Democratic governance, land rights and demilitarisation will be key priority issues for the new government of Sri Lanka's Tamil-dominated Northern Province, said its Chief Minister C.V. Wigneswaran, on Friday. Mr Wigneswarn was addressing the first inaugural session of the Northern Provincial Council (NPC) since the end of the military operation against Tamil separatist organisation, the LTTE. The Tamil National Alliance (TNA) won the recent NPC polls with an impressive 30 out of 38 seats.
Expressing hope that the central government of Sri Lanka will cooperate with the newly-elected Council of the Northern Province, Mr Wigneswaran, said the NPC was ready to extend a hand of friendship.
In his address, that his colleague termed "a powerful speech," the Chief Minister urged the central government in Colombo to confine the military to its barracks.
He said the government much ensure that the army does not take over private land in the north for its use.
"It is important to draw a time-frame for the military to return the land taken over in such a manner to the rightful owners," the Chief Minister said.
Speaking about the NPC election, Mr Wigneswarn pointed out that it was a result of the 13th Constitutional Amendment which followed the Indo-Lanka Accord of 1987. He, however, said the Amendment was insufficient to meet the needs of the people in the province.
Pointing out that it was worrying to see that the 13th Amendment could not pave way for the independent functioning of the Provincial Council, he said: "It [13th Amendment] is like a vessel with a hole and seems good for nothing," he said.
But he hoped that the Centre will work with the NPC to achieve peace and reconciliation.

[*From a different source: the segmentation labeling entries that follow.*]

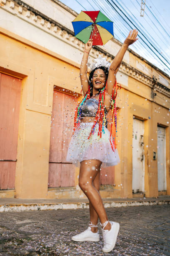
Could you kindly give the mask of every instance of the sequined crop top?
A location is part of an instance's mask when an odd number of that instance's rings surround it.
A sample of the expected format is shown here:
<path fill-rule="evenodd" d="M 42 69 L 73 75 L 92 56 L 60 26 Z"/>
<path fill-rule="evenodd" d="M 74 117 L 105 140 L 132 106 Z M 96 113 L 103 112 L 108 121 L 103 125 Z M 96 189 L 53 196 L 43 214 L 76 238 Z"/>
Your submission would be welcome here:
<path fill-rule="evenodd" d="M 98 110 L 99 101 L 95 98 L 91 98 L 87 100 L 80 108 L 81 117 L 85 116 L 95 117 Z M 105 108 L 105 115 L 108 113 Z M 107 127 L 107 119 L 106 119 L 106 126 Z"/>

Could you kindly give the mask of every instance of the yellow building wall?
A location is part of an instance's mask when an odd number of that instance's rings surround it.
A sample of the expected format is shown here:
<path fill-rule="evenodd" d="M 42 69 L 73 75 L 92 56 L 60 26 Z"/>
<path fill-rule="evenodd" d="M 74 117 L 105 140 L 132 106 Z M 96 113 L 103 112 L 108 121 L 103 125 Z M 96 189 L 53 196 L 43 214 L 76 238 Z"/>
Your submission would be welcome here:
<path fill-rule="evenodd" d="M 3 46 L 0 50 L 0 71 L 22 79 L 15 197 L 68 198 L 78 197 L 80 195 L 82 197 L 82 193 L 79 195 L 78 189 L 58 194 L 56 191 L 48 189 L 54 85 L 80 93 L 79 67 L 75 63 L 23 38 L 18 37 L 15 39 L 15 35 L 11 34 L 10 37 L 4 33 L 0 34 L 0 41 Z M 132 54 L 130 56 L 131 64 L 135 67 L 136 58 Z M 151 72 L 150 67 L 148 69 Z M 128 79 L 128 87 L 122 85 L 117 100 L 117 106 L 120 109 L 118 116 L 117 139 L 121 164 L 115 167 L 115 189 L 111 193 L 101 192 L 101 195 L 105 197 L 132 197 L 134 116 L 144 120 L 146 197 L 158 195 L 157 164 L 156 161 L 152 160 L 153 151 L 157 151 L 158 123 L 167 127 L 167 193 L 170 194 L 170 130 L 167 123 L 168 120 L 170 121 L 169 102 L 159 97 L 159 93 L 155 100 L 158 103 L 153 102 L 150 87 L 130 77 Z M 169 100 L 168 97 L 167 99 Z M 156 115 L 155 110 L 159 108 L 161 108 L 160 113 Z M 76 177 L 78 174 L 77 169 Z M 77 178 L 75 182 L 75 186 L 78 188 Z"/>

Reaching out the Sinhalese majority south region, Mr Wigneswarn said, he sought to reassure that Tamils have rejected the option of creating a separate state - Tamil Eelam, as was propounded by the LTTE.
"We are against any form of violence," he emphasised.
Addressing administrative issues, the Chief Minister said, his government would look at resettling the Muslims who had been forcibly dispossessed of their houses in the north during the conflict. Further, Mr Wigneswarn, called for the appointment of Tamil-speaking policemen in the Northern Province which will make it earlier for them to understand the language, culture and aspirations of the local population.
In his address, the new Chief Minister also called upon the Centre to appoint a civilian to the post of Governor. It may be noted that the present Governor of the Northern Province is an Army Major General.